TRIBUNBEKASI.COM, JAKARTA– Jaksa Agung Muda Tindak Pidana Khusus (Jampidsus) Kejaksaan Agung, Febrie Adriansyah, buka suara soal penemuan uang di rumah di Sentul.
Febrie Adriansyah menegaskan uang yang ditemukan di sebuah rumah di kawasan Sentul memiliki pemilik.
Namun, Febrie tidak menjawab secara tegas saat ditanya apakah rumah yang digeledah penyidik Polri tersebut merupakan miliknya.
"Bagaimana ada uang yang ditemukan di rumah Sentul itu ada yang punya, ada yang punya, ada kegiatannya orang-orang, bisa ditanya ya, ada bangunannya bisa nanti dicek," kata Febrie dalam konferensi pers di Kejaksaan Agung, Jakarta, Jumat (10/7/2026).

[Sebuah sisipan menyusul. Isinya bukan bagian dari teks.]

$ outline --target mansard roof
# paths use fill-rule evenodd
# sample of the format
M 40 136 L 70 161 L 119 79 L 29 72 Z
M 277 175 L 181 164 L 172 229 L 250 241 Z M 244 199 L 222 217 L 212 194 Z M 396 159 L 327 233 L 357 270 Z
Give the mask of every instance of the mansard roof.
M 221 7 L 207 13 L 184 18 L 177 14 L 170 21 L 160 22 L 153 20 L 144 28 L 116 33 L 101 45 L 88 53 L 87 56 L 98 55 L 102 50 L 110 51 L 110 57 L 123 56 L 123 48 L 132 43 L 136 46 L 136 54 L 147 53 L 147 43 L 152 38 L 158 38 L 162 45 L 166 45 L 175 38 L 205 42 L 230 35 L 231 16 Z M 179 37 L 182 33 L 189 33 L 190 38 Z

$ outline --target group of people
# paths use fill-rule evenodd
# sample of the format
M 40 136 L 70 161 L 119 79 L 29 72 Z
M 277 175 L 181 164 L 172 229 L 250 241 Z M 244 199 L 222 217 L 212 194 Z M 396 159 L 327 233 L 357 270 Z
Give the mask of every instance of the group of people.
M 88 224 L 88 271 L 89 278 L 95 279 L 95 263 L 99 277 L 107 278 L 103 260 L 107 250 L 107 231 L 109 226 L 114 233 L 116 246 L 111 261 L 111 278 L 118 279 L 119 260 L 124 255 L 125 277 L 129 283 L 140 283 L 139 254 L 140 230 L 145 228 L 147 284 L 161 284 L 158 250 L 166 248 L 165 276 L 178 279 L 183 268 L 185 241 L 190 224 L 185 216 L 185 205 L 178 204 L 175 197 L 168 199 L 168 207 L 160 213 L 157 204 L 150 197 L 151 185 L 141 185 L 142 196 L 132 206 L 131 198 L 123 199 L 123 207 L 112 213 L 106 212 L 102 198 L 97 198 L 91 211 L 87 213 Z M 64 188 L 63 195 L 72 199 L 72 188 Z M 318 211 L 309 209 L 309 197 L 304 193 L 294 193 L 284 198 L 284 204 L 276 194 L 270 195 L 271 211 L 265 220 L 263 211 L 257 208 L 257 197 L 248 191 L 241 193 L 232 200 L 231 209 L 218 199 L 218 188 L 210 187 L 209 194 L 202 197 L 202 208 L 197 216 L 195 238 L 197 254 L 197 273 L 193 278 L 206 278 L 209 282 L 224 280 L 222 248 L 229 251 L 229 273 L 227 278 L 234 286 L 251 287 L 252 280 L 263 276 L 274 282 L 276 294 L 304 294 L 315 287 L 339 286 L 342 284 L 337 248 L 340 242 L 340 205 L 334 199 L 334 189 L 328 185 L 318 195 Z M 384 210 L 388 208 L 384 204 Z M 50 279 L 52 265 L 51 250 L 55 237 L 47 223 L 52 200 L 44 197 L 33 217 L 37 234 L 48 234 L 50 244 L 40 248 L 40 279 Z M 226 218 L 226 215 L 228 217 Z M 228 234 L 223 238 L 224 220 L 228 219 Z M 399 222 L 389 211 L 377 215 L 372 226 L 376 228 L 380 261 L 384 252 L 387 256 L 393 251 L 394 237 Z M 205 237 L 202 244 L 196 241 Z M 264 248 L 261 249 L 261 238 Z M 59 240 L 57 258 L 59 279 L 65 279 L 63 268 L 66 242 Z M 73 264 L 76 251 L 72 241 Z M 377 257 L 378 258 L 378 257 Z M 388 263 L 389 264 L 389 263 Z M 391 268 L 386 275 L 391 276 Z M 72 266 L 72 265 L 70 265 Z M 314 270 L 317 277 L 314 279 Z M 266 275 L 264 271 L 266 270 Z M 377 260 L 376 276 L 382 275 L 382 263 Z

Febrie mengatakan pihaknya menghormati seluruh proses penyidikan yang sedang dilakukan aparat penegak hukum. Ia meminta masyarakat tidak terburu-buru mengambil kesimpulan sebelum penyidikan rampung.
"Semua proses penegakan hukum kita akan menghargai dan menghormati, sesama rekan penegak hukum tentunya saling mendukung bagaimana ini menjadi terang, menjadi jelas dan bisa kita jelaskan kepada masyarakat," ujarnya.
Dalam kesempatan yang sama, Febrie juga membantah tudingan yang mengaitkan dirinya dengan bisnis yang disebut-sebut berkaitan dengan penggeledahan Kafe de'Clan di kawasan Cipete, Jakarta Selatan.
Febrie kembali mengajak masyarakat menunggu hasil penyidikan agar seluruh fakta dalam perkara tersebut dapat terungkap secara utuh dan objektif.
Sebelumnya, penyidik Polri menyita sejumlah foto keluarga dari rumah mewah di kawasan Sentul, Kecamatan Babakan Madang, Kabupaten Bogor, yang sempat digeledah.
Foto-foto tersebut diduga berkaitan dengan identitas pemilik rumah sekaligus pemilik brankas yang berisi 74 kilogram emas batangan dan valuta asing senilai sekitar Rp476 miliar dikutip dari kompas.com
Penggeledahan di wilayah Jakarta Selatan hingga Sentul, Kabupaten Bogor, dilakukan dalam rangka penyidikan dugaan tindak pidana korupsi yang berkaitan dengan proyek batu bara PLTU, PT Asabri, serta perkara yang melibatkan anak perusahaan Krakatau Steel.